We’ve all been there. That moment when you finally gather the courage to text someone. Maybe it’s someone you know really well but you have something, er, touchy to say to them (which, let’s face it, you probably should say to them in person, but come on, you’re not going to). Maybe it’s someone you just met and want to hang out with but you’re afraid of rejection. Maybe it’s the person you only see for quick make-out sessions every few weeks and you know this text will imply that another meeting is, um, desired.

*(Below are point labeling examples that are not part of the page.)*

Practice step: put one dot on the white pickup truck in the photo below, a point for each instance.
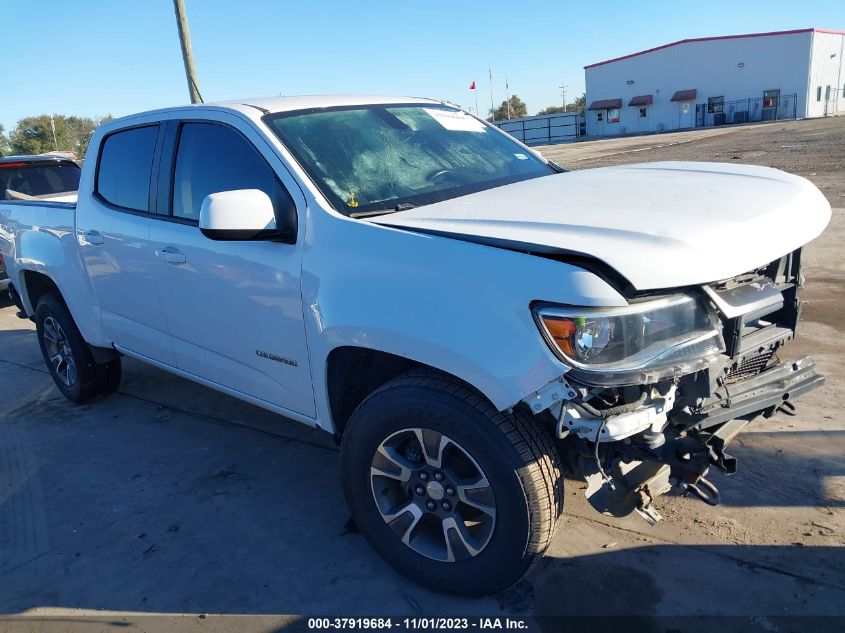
(467, 318)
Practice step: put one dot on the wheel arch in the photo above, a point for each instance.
(353, 373)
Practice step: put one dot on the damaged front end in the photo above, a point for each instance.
(658, 390)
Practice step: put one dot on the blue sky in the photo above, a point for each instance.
(95, 57)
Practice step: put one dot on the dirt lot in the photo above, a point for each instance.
(168, 497)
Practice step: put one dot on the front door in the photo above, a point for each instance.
(113, 232)
(234, 309)
(771, 102)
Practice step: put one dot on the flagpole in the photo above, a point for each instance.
(492, 107)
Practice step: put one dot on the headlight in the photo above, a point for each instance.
(667, 333)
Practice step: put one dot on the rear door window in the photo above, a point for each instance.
(126, 163)
(37, 180)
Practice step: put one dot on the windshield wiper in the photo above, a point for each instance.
(405, 206)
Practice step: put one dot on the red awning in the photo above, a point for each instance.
(685, 95)
(642, 100)
(606, 104)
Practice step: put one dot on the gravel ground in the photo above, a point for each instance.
(813, 148)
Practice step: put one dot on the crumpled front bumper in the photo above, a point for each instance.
(763, 393)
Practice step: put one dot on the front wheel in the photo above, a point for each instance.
(451, 492)
(68, 357)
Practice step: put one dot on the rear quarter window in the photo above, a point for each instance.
(37, 179)
(125, 166)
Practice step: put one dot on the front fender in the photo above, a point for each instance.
(459, 307)
(53, 252)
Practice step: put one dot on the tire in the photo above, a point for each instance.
(508, 524)
(68, 357)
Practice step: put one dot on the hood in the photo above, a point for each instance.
(659, 225)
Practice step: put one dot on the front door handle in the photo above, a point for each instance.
(171, 255)
(92, 238)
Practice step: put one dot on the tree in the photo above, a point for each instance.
(517, 109)
(4, 142)
(34, 135)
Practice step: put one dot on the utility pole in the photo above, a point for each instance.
(492, 107)
(507, 98)
(53, 126)
(187, 51)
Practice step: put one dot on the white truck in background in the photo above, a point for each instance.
(464, 316)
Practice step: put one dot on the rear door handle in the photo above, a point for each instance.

We definitely live in a text-centric society, and, regardless of the person, when you’re sending a text that puts you out there or lets down your guard, it’s scary.

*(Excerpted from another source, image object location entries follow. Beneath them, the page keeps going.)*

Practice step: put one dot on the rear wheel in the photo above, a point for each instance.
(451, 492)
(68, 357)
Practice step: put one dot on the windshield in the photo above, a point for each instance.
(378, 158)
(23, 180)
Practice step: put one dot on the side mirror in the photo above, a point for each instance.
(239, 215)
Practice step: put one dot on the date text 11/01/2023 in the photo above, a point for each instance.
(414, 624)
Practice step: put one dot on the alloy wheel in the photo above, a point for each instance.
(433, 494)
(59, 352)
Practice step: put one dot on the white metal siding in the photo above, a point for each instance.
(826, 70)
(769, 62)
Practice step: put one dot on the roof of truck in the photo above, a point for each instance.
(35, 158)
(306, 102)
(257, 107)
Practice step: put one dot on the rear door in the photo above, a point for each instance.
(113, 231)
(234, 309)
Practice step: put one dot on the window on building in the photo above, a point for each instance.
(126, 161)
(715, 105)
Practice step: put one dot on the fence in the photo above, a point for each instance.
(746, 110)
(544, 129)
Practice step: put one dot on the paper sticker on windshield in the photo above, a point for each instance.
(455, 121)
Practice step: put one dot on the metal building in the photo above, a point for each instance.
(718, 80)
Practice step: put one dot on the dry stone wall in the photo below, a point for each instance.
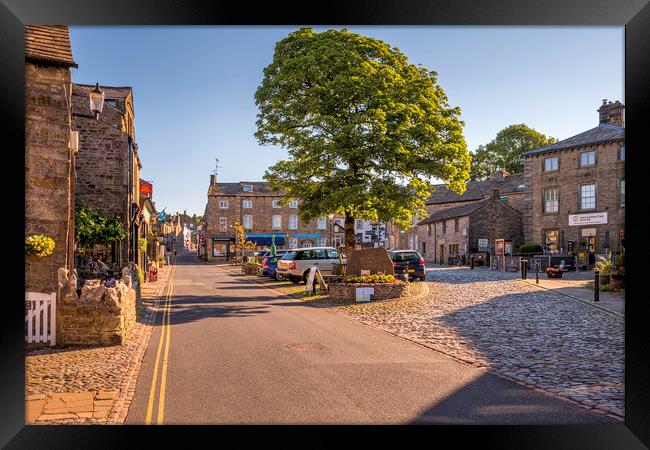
(99, 316)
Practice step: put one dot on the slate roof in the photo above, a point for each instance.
(110, 92)
(259, 187)
(476, 190)
(602, 133)
(49, 44)
(454, 211)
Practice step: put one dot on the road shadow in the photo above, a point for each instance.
(490, 400)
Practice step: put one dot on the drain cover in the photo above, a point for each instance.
(300, 347)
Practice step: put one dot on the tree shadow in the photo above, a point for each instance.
(490, 400)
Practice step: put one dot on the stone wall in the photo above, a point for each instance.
(346, 292)
(99, 316)
(102, 163)
(607, 173)
(49, 166)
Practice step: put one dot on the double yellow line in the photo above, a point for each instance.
(165, 338)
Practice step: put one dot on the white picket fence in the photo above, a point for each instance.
(40, 317)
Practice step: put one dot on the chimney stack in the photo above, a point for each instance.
(612, 113)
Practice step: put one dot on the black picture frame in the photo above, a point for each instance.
(633, 14)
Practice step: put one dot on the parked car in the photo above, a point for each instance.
(270, 264)
(409, 262)
(295, 264)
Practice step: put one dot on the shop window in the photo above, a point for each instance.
(551, 164)
(551, 240)
(551, 203)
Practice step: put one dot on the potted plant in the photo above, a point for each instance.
(554, 272)
(604, 267)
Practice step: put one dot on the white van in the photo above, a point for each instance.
(295, 264)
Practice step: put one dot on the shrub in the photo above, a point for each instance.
(371, 279)
(604, 266)
(140, 274)
(530, 249)
(39, 245)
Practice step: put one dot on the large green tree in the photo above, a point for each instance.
(504, 151)
(365, 131)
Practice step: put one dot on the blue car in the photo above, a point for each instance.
(269, 264)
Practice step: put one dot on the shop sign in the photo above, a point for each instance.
(587, 219)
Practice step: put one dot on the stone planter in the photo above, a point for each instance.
(346, 292)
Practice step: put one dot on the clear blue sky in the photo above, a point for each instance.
(193, 88)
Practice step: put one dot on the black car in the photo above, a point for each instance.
(409, 262)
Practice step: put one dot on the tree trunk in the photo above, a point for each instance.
(350, 238)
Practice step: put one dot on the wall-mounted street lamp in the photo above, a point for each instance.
(96, 97)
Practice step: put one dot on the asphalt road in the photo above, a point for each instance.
(239, 353)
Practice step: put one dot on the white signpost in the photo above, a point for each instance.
(363, 294)
(587, 219)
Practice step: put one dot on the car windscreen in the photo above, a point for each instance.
(405, 256)
(289, 256)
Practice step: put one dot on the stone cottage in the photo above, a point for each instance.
(575, 200)
(49, 152)
(108, 165)
(469, 227)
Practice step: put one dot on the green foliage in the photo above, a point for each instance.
(39, 245)
(530, 249)
(140, 274)
(93, 227)
(365, 130)
(142, 244)
(371, 279)
(604, 265)
(504, 151)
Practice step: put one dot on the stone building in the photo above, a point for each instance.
(511, 188)
(575, 201)
(257, 208)
(49, 152)
(107, 164)
(469, 227)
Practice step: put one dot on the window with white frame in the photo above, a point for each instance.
(551, 203)
(588, 158)
(248, 222)
(277, 222)
(293, 222)
(551, 164)
(588, 196)
(622, 192)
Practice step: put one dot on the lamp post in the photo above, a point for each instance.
(96, 98)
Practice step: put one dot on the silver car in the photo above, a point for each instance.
(295, 264)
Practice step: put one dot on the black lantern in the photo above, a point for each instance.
(96, 97)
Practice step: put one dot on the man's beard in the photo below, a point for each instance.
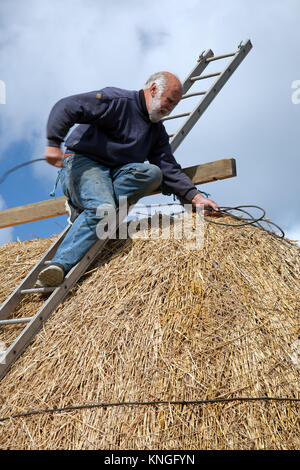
(155, 113)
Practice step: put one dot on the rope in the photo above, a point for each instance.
(149, 403)
(257, 221)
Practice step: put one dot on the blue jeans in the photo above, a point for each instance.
(95, 185)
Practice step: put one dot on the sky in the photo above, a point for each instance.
(50, 49)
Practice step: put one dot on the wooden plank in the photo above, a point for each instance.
(200, 174)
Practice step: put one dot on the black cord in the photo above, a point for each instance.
(257, 221)
(149, 403)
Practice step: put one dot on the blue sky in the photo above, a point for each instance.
(54, 48)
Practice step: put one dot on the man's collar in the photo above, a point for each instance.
(143, 102)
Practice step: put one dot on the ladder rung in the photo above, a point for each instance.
(38, 289)
(217, 57)
(194, 94)
(16, 320)
(202, 77)
(175, 116)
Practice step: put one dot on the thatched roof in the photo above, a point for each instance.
(154, 321)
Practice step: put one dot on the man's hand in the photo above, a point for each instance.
(210, 207)
(54, 156)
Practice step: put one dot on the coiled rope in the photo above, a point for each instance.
(229, 211)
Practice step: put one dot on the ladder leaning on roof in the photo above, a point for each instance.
(57, 294)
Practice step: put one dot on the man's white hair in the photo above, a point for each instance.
(160, 78)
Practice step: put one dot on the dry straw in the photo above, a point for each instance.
(150, 321)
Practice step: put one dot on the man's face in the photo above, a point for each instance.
(162, 103)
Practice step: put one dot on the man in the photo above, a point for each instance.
(105, 159)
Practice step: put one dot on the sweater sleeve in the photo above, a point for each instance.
(174, 178)
(85, 108)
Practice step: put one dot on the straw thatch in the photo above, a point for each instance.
(152, 320)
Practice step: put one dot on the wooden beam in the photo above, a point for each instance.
(200, 174)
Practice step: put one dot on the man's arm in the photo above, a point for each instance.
(85, 108)
(175, 178)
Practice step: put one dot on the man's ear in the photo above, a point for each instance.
(153, 89)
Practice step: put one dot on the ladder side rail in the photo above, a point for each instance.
(16, 296)
(197, 70)
(210, 95)
(27, 334)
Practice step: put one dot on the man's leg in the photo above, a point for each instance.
(135, 180)
(88, 185)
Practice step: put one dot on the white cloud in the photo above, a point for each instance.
(54, 48)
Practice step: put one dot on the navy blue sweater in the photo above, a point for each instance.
(115, 129)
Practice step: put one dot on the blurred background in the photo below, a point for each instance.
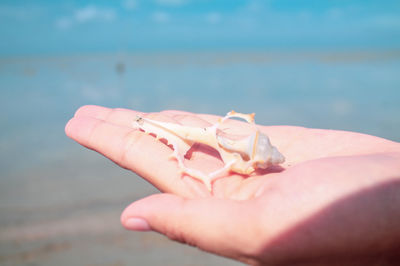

For me, I first spend at least 15 minutes drafting a carefully worded, spell-checked and grammar-checked (because yes, I actually care about my grammar when I text, whatever) message that does not seem too desperate/awkward/sensitive and will be sure to provoke a response. Then I stare at the unsent message, fighting myself about whether to hit “send.” If it’s a particularly ballsy text, I might delete it and re-type it a few times. I might not even send it at all. But all of this preparation is nothing compared to the moments that will follow once I have finally sent those precious words out into the abyss: the moments during which time slows down and I wait for a response.
You know what I’m talking about. Whether you’re waiting for a response to a simple “Hey what’s the math assignment for tomorrow?” or the more complicated “Are you up? Do you want to hang out?”, time always moves more slowly while you wait for the recipient to text you back. Here is the list of things that I should spend these agonizing minutes doing:
1. Reading a chapter of that book I started three and a half weeks ago and always stuff in my purse to take places but never actually read.
2. Re-reading the previous chapters of said book because I forgot what happened entirely.
3. Cleaning all of the hair off of my bathroom floor.
4. Sorting through all the junk emails from The Gap and Amazon.com in my email inbox.
5. Coming across a Gap coupon in one of those emails that I might possibly use sometime in the near future and then not deleting any of my emails because what if I end up needing them?
6. Drooling over all of the clothes from The Gap that I can’t afford, like that $85 dollar sweater I’m pretty sure I saw a replica of at GoodWill last week.
7. Making a playlist of songs I like to sing along to when I’m in the car by myself so that I don’t have to constantly select songs on my iPod while I’m driving.
…and so on. Here is the list of things that I actually do while waiting for a response:
1. Stare at my phone.
2. Check message inbox to make sure that I didn’t “miss” the text message arriving even though I’ve been staring at my phone the entire time.
Being the naturally anxious person that I am, this is something that I go through any time I send a text message that is outside of the realm of an inside joke text, an “I’ll meet you there” text, or a general “What’s up?” text. I hope I’m not alone in my neurotic texting behaviors, but again, because I am such an anxious weirdo, I assume that I am the only one who goes through this type of pain.
Then, a few ridiculously painful minutes (or hours, if the person I texted is a total dick) later, I receive a response. Depending on the message I receive, the episode of anxious texting may be over. Or, if a response from me is warranted, I may have to send another text, upon which the cycle begins all over again…
And if you just plain don’t text me back, well…that’s a story for another day.